Vor dem Treffen der Ministerpräsidenten mit der Kanzlerin mahnt Berlins Regierungschef seine Chef-Kollegen.

Regierungschef Müller mit weißem Mundschutz in den Händen – er hätte lieber einen gemusterten Foto: dpa

Regierungschef Michael Müller (SPD) hat am Dienstag vor immer neuen Lockerungsideen mehrerer Bundesländer in der Coronakrise gewarnt. „Ich sehe mit Sorge, was sich gerade bundesweit entwickelt“, sagte er am Dienstag nach der Sitzung des rot-rot-grünen Senats.
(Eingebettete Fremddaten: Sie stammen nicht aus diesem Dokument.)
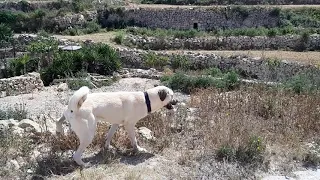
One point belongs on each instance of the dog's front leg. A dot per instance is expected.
(131, 133)
(111, 132)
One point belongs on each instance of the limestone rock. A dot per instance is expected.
(63, 87)
(29, 123)
(146, 133)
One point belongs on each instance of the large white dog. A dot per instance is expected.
(127, 108)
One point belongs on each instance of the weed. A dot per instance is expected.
(18, 112)
(119, 38)
(180, 62)
(155, 61)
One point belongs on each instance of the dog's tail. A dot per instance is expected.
(77, 99)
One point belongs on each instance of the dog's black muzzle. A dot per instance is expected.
(171, 104)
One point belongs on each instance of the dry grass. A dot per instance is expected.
(105, 37)
(222, 128)
(161, 6)
(304, 57)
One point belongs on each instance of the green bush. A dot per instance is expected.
(119, 38)
(180, 62)
(187, 84)
(302, 83)
(214, 72)
(155, 61)
(91, 27)
(98, 58)
(18, 112)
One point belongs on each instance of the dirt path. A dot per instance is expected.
(187, 6)
(305, 57)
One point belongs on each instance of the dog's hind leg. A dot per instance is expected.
(111, 132)
(59, 125)
(132, 136)
(85, 130)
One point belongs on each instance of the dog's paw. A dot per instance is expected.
(110, 148)
(140, 149)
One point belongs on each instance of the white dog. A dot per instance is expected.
(127, 108)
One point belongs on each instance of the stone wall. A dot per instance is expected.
(189, 18)
(31, 6)
(289, 42)
(20, 84)
(255, 68)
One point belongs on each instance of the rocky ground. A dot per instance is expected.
(51, 101)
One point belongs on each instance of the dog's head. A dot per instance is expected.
(166, 96)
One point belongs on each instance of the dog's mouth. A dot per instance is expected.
(171, 104)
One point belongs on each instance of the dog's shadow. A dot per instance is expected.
(55, 164)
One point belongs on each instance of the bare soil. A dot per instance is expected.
(305, 57)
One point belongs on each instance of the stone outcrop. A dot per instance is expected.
(289, 42)
(21, 84)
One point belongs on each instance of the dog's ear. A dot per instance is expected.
(162, 94)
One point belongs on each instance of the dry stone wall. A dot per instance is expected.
(256, 68)
(20, 84)
(189, 18)
(289, 42)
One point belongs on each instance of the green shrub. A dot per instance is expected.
(275, 12)
(155, 61)
(301, 84)
(119, 38)
(303, 42)
(231, 79)
(77, 6)
(98, 58)
(91, 27)
(272, 32)
(18, 112)
(180, 62)
(186, 83)
(225, 153)
(214, 72)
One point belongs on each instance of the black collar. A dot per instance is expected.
(146, 97)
Mit Blick auf die für Mittwoch angesetzte erneute Beratung der Ministerpräsidenten mit der Kanzlerin mahnte Müller seine Kollegen, den gemeinsamen Weg nicht zu verlassen – „in der Zielsetzung waren wir uns immer einig.“ Unabhängig davon beschloss der Senat eine 1.000-Euro-Prämie für rund 25.000 Corona-Helden im Landesdienst.

Müller wirkte gar nicht so sorgenvoll, als er nach einer vierstündigen Senatssitzung vor die wartenden Journalisten trat. Mit echtem oder gespieltem Neid guckte er auf den grün-braun gemusterten Mundschutz, den neben ihm Finanzsenator Matthias Kollatz (SPD) hervor holte. „Er hat den schöneren – wann krieg ich auch so was?“, fragte Müller, der selbst nur einen standardmäßigen weißen vorweisen kann. „Vielleicht übermorgen“, verspricht Kollatz. Keiner von beiden trug allerdings während der Pressekonferenz einen Mundschutz, egal ob gemustert oder weiß – man saß auch eineinhalb Meter auseinander.
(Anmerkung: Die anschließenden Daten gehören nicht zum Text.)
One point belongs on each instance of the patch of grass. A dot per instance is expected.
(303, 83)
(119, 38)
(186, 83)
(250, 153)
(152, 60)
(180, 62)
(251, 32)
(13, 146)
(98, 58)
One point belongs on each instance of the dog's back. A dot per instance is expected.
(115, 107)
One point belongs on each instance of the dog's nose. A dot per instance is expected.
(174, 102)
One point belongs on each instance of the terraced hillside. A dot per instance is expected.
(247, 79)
Übermorgen, am Donnerstag, will der Senat möglicherweise in einer weiteren Sondersitzung zusammen kommen – schon am Mittwoch nach der Videokonferenz der Ministerpräsidenten ist es ein erstes zusätzliches Treffen an gesetzt. Müller wollte nicht so verstanden werden, als lehne er Rücksichtnahme auf regionale Besonderheiten ab. Aber vergangene Woche habe man sich im Kreis der Länderchefs verabredet, bis zum nächsten Treffen nichts zu verändern – stattdessen kündigten keine 48 Stunden später die ersten seiner Kollegen weitreichende Lockerungen an.

„Es ist tatsächlich so, dass wir Lockerungen zulassen können“, sagt Müller. Aber ein Stück Normalität zurück zu gewinnen, bedeute nicht, dass es keine Gefahr mehr gebe: „Wir werden mit Regeln weiter leben müssen, und ich glaube, sehr lang.“

Gastro-Lockerungen nächste Woche

Lockerungen in der Gastronomie hält der Regierungschef „im Laufe der nächsten Woche“ für möglich, ohne sich auf einen Tag festlegen zu wollen, „das muss nicht der 11., das muss nicht der 15. sein.“ Müller setzt dabei weiter auf ein bundesweit einheitliches Vorgehen – „ich habe immer noch Hoffnung, dass wir am Mittwoch Dinge miteinander verabreden können.“ Falls es nicht zu einer bundesweiten Verständigung komme, hat der Senat laut Müller einen eigenen Plan in Reserve. Fest steht aus seiner Sicht, dass bundesweit unabhängig von Größe und Branche alle Einkaufsgeschäfte wieder öffnen werden können.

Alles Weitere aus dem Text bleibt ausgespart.